Eileen Ronan, UL Hospitals Group’s Director of Midwifery acknowledged that the restrictions impacted on the women using the services along with their partners and loved ones. “The restrictions run counter to the spirit of joy and happiness traditionally associated with pregnancy and the arrival of new-born babies”.

Rate of transmission of COVID-19 within the local community, the number of staff in the hospital and the possibility of those staff becoming unwell plus the infrastructure of the hospital site are the primary factors influencing management in their decision making.

Visiting on the basis of compassion grounds will continue to be facilitated, as it has been throughout the pandemic. Birthing partners will also continue to be supported in attending the Labour Ward and Theatre.

All nominated partners must adhere to the wearing of face masks, observe hand hygiene and social distancing. Temperature monitoring is in place at the main reception, along with the completion of a COVID-19 screening questionnaire. The measures are subject to change, and hospital management will continue to review the situation on a weekly basis, to plan for the safe, controlled and phased relaxation of restrictions, and to ensure all processes are safely introduced and managed.

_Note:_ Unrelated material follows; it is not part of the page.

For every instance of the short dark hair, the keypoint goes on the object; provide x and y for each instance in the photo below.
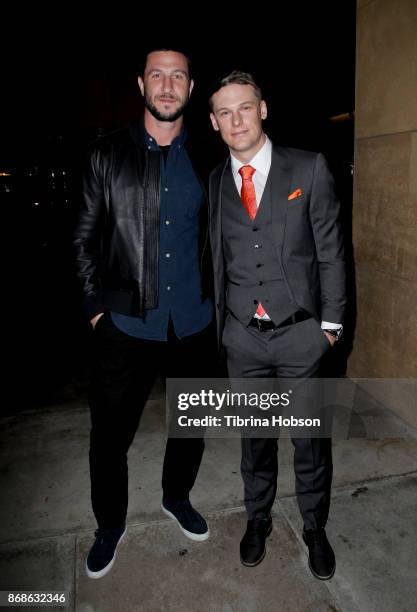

Elected representatives in Clare have regularly called for restrictions at maternity hospitals to be relaxed. Cathaoirleach of Clare County Council, Cllr Mary Howard (FG) at a recent briefing with health officials asked if the introduction of fast testing was possible at UMHL. “We are all hearing from new and expecting mothers of having to go through labour on their own, they are staying in the ward on their own”.

A number of mothers “have had to come home too soon because the support system wasn’t there,” the Ennis representative flagged.

Cllr Howard previously raised the matter at a meeting of the County Council and detailed that new mothers “feel abandoned” due to the restrictions. At that meeting, Cllr Ann Norton (IND) shared her experience of a pregnancy at eighteen weeks, “if I hadn’t somebody with me I couldn’t imagine how I would feel on my own to go home on my own and return the next day on my own to deliver my dead baby”. She added, “It’s when something goes wrong that you actually feel it”.